It was once common for business owners to live above or behind their storefronts. Although this practice is now an anomaly, Sarah Melli and her husband, Salar, a chef, just might renew the trend with their business, Vintage Fork.
The Mellis bought the historic and then-neglected Barto residence in 2016. Sarah says, “To locate, purchase, and buy a commercial business is crippling for entrepreneurs to start out.” For the Mellis, combining the purchase of a home and business in one building made the expenses more manageable.
Respecting the couple’s plans, Sarah’s grandmother hid her distress regarding the purchase, later confessing to Sarah that she went home and cried.
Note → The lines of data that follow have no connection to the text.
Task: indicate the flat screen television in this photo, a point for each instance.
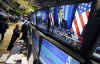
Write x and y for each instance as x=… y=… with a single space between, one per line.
x=34 y=18
x=50 y=54
x=69 y=22
x=36 y=39
x=42 y=20
x=96 y=49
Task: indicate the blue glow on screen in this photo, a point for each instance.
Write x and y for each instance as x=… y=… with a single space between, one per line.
x=68 y=14
x=36 y=41
x=50 y=54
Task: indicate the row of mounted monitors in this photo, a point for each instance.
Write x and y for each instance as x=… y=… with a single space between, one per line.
x=51 y=54
x=48 y=53
x=65 y=22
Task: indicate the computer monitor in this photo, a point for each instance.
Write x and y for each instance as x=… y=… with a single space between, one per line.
x=69 y=22
x=42 y=19
x=36 y=39
x=50 y=54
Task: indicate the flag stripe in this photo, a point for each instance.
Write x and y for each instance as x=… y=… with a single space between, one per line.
x=82 y=21
x=76 y=25
x=87 y=13
x=77 y=18
x=74 y=30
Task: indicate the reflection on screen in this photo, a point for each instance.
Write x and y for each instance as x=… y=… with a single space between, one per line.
x=50 y=54
x=36 y=41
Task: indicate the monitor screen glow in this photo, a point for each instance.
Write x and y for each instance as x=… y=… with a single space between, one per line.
x=50 y=54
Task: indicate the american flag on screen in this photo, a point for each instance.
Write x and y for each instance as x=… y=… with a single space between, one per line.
x=81 y=18
x=51 y=16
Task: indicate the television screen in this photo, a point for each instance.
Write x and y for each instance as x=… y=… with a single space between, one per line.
x=69 y=21
x=50 y=54
x=35 y=37
x=42 y=20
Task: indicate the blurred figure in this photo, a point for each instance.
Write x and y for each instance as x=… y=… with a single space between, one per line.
x=3 y=28
x=16 y=34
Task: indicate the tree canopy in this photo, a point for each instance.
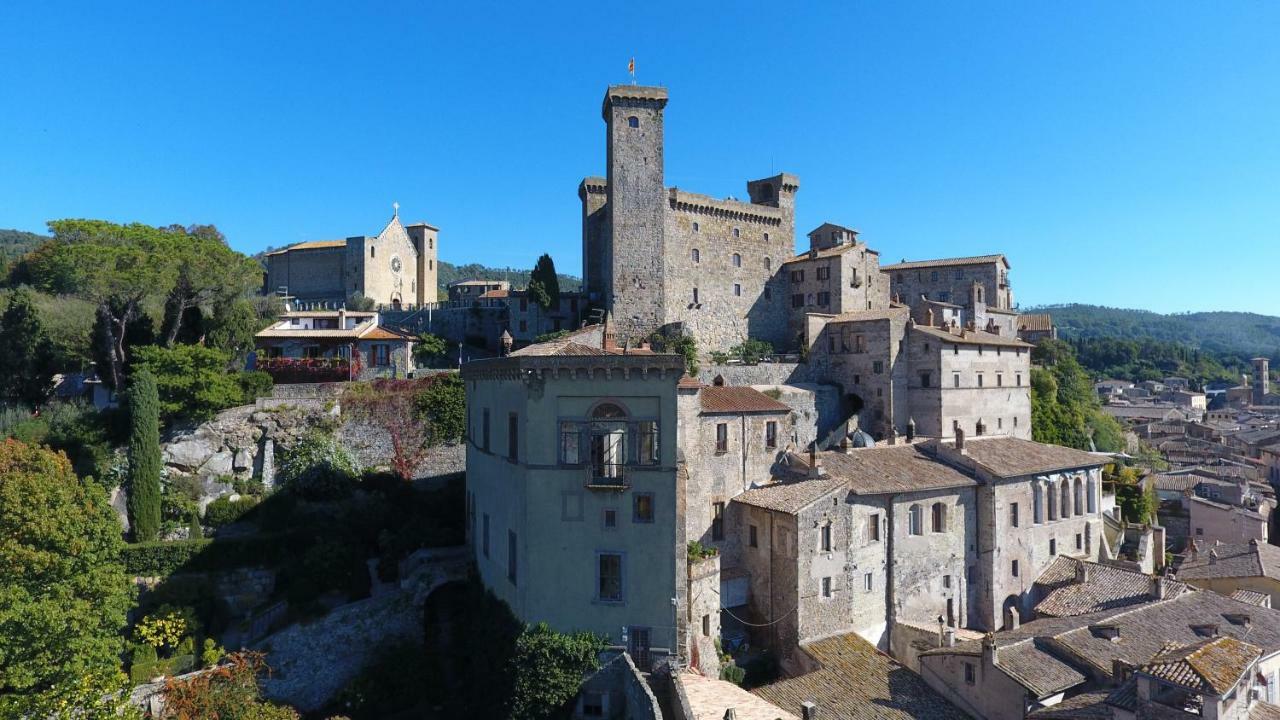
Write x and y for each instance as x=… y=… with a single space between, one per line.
x=63 y=589
x=1065 y=409
x=26 y=352
x=544 y=285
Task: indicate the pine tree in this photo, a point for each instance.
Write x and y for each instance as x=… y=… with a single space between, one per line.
x=144 y=456
x=26 y=352
x=544 y=285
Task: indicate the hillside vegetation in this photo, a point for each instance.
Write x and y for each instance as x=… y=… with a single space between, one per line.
x=1243 y=335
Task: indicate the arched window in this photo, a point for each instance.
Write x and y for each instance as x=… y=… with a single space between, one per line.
x=940 y=518
x=608 y=443
x=915 y=520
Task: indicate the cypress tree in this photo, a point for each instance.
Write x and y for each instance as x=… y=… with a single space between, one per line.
x=26 y=363
x=144 y=456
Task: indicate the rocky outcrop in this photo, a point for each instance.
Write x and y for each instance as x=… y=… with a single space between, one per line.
x=236 y=445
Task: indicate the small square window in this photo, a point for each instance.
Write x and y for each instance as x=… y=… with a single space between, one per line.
x=643 y=507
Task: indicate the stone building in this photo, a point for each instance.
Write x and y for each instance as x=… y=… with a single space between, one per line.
x=837 y=274
x=574 y=501
x=396 y=268
x=659 y=258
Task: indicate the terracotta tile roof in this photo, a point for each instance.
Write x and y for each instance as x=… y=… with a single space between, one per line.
x=311 y=245
x=1084 y=706
x=972 y=337
x=739 y=399
x=946 y=263
x=1234 y=560
x=1104 y=588
x=790 y=496
x=1037 y=669
x=1036 y=322
x=1208 y=666
x=891 y=313
x=1010 y=458
x=1251 y=597
x=828 y=253
x=384 y=333
x=689 y=382
x=906 y=468
x=858 y=682
x=709 y=698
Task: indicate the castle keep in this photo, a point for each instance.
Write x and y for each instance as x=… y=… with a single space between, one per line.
x=882 y=493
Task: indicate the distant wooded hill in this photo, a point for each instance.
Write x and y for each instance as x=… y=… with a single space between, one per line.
x=16 y=244
x=1235 y=333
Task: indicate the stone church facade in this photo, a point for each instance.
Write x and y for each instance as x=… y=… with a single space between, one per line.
x=394 y=269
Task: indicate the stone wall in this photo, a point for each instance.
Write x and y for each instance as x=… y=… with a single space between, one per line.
x=310 y=662
x=625 y=693
x=759 y=374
Sarah admits, “It looked like it should have been torn down. The veranda was falling off. The three dormers were completely rotten.”
When the house was built in 1913, 95A Street was called Sinclair Street and marked the very edge of the city. “This was the only house we looked at. We just knew it was the one. That it happened to be in Alberta Avenue was a huge bonus because it’s a neighbourhood we believe in.”
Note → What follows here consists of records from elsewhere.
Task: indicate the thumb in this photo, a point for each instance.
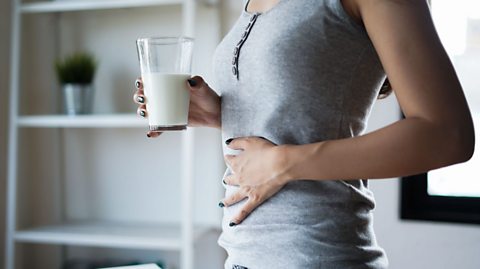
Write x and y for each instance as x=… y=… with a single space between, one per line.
x=198 y=85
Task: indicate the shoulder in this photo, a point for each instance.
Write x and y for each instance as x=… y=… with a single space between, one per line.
x=356 y=8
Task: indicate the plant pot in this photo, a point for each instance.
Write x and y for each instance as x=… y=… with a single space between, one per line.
x=77 y=99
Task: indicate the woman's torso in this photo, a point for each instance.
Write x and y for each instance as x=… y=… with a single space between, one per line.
x=306 y=73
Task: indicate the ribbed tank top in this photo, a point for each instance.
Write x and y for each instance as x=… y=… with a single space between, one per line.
x=302 y=72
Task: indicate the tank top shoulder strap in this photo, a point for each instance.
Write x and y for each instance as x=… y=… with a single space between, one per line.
x=338 y=9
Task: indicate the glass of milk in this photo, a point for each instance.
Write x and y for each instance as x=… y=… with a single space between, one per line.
x=165 y=64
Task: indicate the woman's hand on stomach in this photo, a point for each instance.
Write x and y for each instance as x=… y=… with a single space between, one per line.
x=204 y=108
x=259 y=171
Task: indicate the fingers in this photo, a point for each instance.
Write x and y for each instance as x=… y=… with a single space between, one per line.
x=198 y=86
x=231 y=180
x=252 y=202
x=153 y=134
x=139 y=98
x=138 y=87
x=238 y=143
x=247 y=208
x=238 y=196
x=142 y=111
x=229 y=159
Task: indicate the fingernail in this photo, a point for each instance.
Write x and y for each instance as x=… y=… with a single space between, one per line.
x=192 y=82
x=138 y=84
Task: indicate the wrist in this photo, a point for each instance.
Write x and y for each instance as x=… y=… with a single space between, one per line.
x=287 y=163
x=298 y=161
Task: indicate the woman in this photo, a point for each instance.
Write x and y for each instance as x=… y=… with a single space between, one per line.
x=297 y=80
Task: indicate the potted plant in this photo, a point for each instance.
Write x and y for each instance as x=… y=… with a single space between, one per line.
x=75 y=73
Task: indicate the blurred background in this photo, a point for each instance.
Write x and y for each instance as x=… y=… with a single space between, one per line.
x=117 y=175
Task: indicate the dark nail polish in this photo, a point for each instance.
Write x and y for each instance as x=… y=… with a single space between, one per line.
x=192 y=82
x=138 y=84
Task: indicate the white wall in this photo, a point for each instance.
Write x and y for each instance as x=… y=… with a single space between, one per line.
x=417 y=244
x=111 y=174
x=4 y=73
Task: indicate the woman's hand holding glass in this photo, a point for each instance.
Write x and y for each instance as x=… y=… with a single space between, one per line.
x=204 y=108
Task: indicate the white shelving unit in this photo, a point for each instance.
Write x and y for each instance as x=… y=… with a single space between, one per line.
x=96 y=234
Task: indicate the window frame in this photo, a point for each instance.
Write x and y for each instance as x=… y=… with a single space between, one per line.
x=417 y=204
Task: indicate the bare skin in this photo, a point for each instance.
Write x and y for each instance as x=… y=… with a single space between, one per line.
x=437 y=131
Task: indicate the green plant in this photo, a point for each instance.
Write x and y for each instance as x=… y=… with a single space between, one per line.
x=78 y=68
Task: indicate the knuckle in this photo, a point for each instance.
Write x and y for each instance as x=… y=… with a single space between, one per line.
x=244 y=213
x=247 y=190
x=254 y=197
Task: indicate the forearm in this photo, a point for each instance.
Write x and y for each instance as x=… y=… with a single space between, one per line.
x=406 y=147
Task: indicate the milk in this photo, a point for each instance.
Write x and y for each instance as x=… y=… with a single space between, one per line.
x=167 y=99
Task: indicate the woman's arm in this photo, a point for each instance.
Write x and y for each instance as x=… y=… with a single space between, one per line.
x=437 y=130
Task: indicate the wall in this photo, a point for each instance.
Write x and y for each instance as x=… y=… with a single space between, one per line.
x=417 y=244
x=110 y=174
x=4 y=73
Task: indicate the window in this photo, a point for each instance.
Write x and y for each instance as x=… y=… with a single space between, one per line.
x=452 y=193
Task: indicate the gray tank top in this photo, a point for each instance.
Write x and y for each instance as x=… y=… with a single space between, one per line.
x=302 y=72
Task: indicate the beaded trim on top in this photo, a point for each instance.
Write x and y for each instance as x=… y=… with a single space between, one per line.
x=236 y=50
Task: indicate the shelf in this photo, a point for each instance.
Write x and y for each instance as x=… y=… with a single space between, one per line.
x=107 y=234
x=79 y=5
x=83 y=121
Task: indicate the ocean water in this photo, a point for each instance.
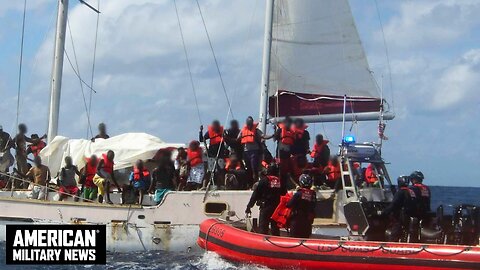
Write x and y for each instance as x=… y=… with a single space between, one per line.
x=447 y=196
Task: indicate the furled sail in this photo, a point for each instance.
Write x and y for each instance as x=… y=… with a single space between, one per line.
x=316 y=59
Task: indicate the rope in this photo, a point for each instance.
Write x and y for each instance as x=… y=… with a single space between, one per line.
x=80 y=81
x=188 y=63
x=215 y=59
x=21 y=63
x=93 y=64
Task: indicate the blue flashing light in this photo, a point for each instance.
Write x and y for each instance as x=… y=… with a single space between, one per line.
x=349 y=139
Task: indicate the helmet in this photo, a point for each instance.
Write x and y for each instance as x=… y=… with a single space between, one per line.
x=305 y=180
x=403 y=180
x=417 y=175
Sarah says there are benefits to combining a home and a business. The first is the lack of a commute. She adds, “There is a different level of excitement when people arrive. It’s like receiving a guest into my home.” The kitchen is the only private space the Mellis have on the main floor. Upstairs, they have a designated space solely for packing up tea orders that they ship Canada-wide. They also offer free personalized local delivery.
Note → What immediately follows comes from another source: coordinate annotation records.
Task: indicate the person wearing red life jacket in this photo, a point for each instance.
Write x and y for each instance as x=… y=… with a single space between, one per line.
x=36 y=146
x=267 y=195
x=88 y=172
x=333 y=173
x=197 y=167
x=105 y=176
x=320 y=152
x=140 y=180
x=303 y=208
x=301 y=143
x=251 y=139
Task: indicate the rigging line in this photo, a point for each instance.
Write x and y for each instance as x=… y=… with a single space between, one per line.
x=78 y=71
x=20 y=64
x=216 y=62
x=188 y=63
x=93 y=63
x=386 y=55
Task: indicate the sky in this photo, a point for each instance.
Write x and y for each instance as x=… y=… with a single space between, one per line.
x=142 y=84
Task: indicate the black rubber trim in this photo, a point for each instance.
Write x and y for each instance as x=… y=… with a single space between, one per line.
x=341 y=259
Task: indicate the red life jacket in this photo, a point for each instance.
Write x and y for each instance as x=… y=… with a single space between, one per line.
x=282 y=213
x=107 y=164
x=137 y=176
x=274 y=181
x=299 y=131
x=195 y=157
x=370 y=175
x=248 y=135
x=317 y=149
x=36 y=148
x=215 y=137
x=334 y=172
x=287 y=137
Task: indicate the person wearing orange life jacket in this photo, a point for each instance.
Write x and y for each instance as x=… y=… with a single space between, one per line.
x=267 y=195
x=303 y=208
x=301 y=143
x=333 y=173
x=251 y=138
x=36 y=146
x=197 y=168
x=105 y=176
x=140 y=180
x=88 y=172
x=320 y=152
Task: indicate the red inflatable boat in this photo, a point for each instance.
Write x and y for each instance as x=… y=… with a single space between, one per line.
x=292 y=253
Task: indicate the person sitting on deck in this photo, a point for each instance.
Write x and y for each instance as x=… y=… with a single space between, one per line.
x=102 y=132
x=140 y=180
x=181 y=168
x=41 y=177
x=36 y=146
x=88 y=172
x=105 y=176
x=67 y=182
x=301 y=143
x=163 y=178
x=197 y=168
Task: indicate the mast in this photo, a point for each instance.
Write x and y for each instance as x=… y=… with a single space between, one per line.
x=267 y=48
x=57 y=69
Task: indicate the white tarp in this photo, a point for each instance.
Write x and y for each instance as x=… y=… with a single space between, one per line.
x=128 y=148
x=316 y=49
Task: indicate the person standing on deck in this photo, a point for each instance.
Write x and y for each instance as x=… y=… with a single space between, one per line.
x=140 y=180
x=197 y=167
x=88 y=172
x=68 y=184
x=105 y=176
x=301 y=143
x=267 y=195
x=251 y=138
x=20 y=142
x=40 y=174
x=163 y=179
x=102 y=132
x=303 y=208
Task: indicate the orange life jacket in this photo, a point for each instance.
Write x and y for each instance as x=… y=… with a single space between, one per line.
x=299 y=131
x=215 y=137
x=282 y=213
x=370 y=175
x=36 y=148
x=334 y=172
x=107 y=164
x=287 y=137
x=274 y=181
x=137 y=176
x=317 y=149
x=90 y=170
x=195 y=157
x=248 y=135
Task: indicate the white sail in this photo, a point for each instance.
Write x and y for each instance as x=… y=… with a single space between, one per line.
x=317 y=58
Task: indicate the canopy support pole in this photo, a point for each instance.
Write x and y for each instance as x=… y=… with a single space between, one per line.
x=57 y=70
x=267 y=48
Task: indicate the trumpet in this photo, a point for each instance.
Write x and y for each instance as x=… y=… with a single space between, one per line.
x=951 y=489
What used to be the main floor’s living and dining rooms are now the display area for the teas they sell and the creation area of the most delectable, unique lattes and fogs to go. They do not offer a sit-down or food service. Drop in to peruse the 90 types of tea openly displayed and enjoy the aromas. If you want to sit and enjoy their teas, The Carrot Coffeehouse will soon offer a selection.
“We are the only tea shop where people can look and explore independently instead of having to ask for something behind counters.”
The Mellis have collaboration partners as unique as they are. Landlords across the street supply the honey from hives they manage in Belgravia. Then there is Alysia, who makes Caramunchies, a caramel-drizzled Corn Flake treat sold at the shop. Salar says, “They are quite addictive.” A local downtown family-owned cafe, Cookie Love, provides cookies, a perfect accompaniment to the tea they sell.
The most unique treat is possibly created by Kerri Bauer of Soul House Sweets. “[She’s] a Beaumont chocolatier who infuses our teas in Belgian Chocolate,” says Sarah. These are a must-try treat. Free of extra sugar or artificial ingredients, “Kerri’s bars and tea cup-shaped chocolates must be eaten within two weeks.” Coincidentally, Bauer also owns a historic house, and the house images adorn the bar wrappers.
Handmade ceramic mugs from a local potter make a beautiful addition to the displays.
After selling tea online for three years, the Mellis opened the tea shop in November. Sarah says, “Excited neighbours, after watching the external renovation, were curious to see the inside and [they] love the space. Traffic has been steady.” Salar convinced Sarah to paint the outside of the house his favourite shade of blue.
“We did want it to stand out in the neighbourhood.” It does, and the colour is not the final unique facet. Sarah says, “As far as I know, our house is the only municipally designated historic building open to the public.”
Possibly even more important, Sarah’s grandmother, now a huge supporter, donated plants and her artwork, which are displayed in the shop.